I can understand and sympathise with the judge's instinctive reaction to the inherent breadth of a product claim. Indeed, as I shall in due course show, he is not the first to have registered such a protest. But in my opinion his reasoning is not justified either by the statute or the authorities. In an ordinary product claim, the product is the invention. It is sufficiently enabled if the specification and common general knowledge enables the skilled person to make it. One method is enough.

This was the central issue on appeal, and the UKHL affirmed. I am not sure that precisely this point has been addressed in Canadian law, but the facts in Sanofi were very similar. The claims at issue were to the dextro-rotatory isomer of clopidogrel 2005 FC 390 [25]. The racemic compound was known in the prior art [28], the method of resolving the racemate into its enantiomers was inventive [84], and the claim to the compound per se was held to be valid.
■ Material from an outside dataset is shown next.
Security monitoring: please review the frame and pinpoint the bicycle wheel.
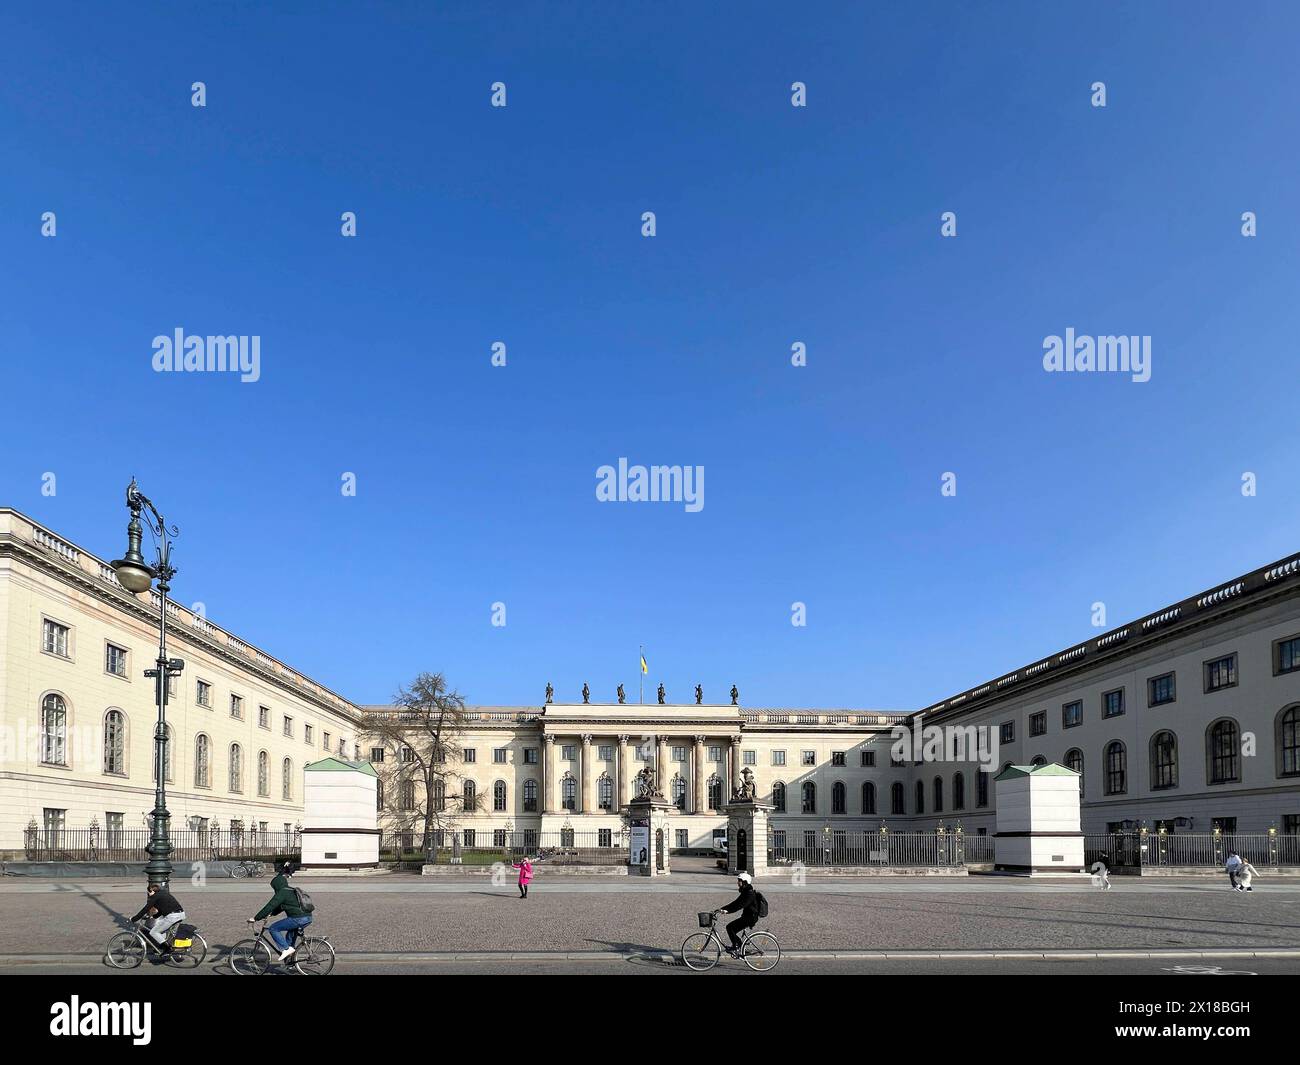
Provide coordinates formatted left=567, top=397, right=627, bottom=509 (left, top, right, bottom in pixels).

See also Hughes J’s own decision in Janssen-Ortho / levofloxacin 2006 FC 1234 [115] aff’d 2007 FCA 217, with very similar facts to Sanofi. Both Sanofi and Levoflaxin might be distinguished on the basis that in those cases it was not known whether the claimed compound would be beneficial before it was actually synthesized (that is, it was not known whether either enantiomer would have properties superior to the racemate), whereas in this case it was known that purified C-GSF was desirable. So it might be said that in both Sanofi and Levoflaxin the invention lay in deciding to make the attempt; and indeed, in Sanofi Barnes J did so hold [81]. But Barnes J also held that the inventive step in the separation itself was enough to render the claimed compounds non-obvious, even though the claims were not restricted to the process [80]. Thus, there is at the very least a significant tension between Hughes J’s and the result in Sanofi.

Given the controversy identified by Hoffmann J, there is no doubt a real debate to be had as to whether the Lundbeck rule is sound as a matter of policy. I am inclined to think that the UK courts were right, largely for a practical reason illustrated by this case. If we accept that prolonged and arduous trial and error would not be considered routine, even if the individual steps are not themselves inventive, then it might be possible that synthesis of a new compound which is known to be desirable would be non-obvious even though there is no specific patentable process at all. In such a case, a process or product-by-process claim will not be available, and if a compound claim is not allowed either, then an inventor will have no way to claim the fruits of a non-obvious invention. That cannot be right: prolonged and arduous trials by a patient searcher must be rewarded to provide an adequate incentive for valuable discoveries that would not be undertaken but for the lure of a patent.


  1. You note that the exact naturally occurring sequence is still not known, which fits with the treatment this fact gets in the decision. This should be startling, and one would hope that this state of affairs might lead to some serious reservations about whether the claimed sequence was obvious. If we still don’t know what the sequence is of the active naturally occurring protein, how is it that a particular claimed sequence of an active protein can be self evident. The conclusion on obviousness in this case flows from an analytical framework which holds that something is obvious if the path to get to it is obvious. You make very good points about how the path to elucidating the native sequence may not have been all that clear in this case. Perhaps more to the point though, the established fact of the matter here is that we still don’t know where that path leads – we apparently don’t know the actual natural active protein sequence some 30 years after the patent application was filed. In my view, there could hardly be a better illustration of the perils of hindsight in an obviousness analysis. The path to your destination will always be clear once you get there, but to quote Yogi Berra “You've got to be very careful if you don't know where you are going, because you might not get there.”

  2. It seems that Canadian law (via Commissioner's decisions 1359, 1367) has indeed dealt with the issue of the patentability of an obviously desirable product whereby merely a new process has been developed to produce that product.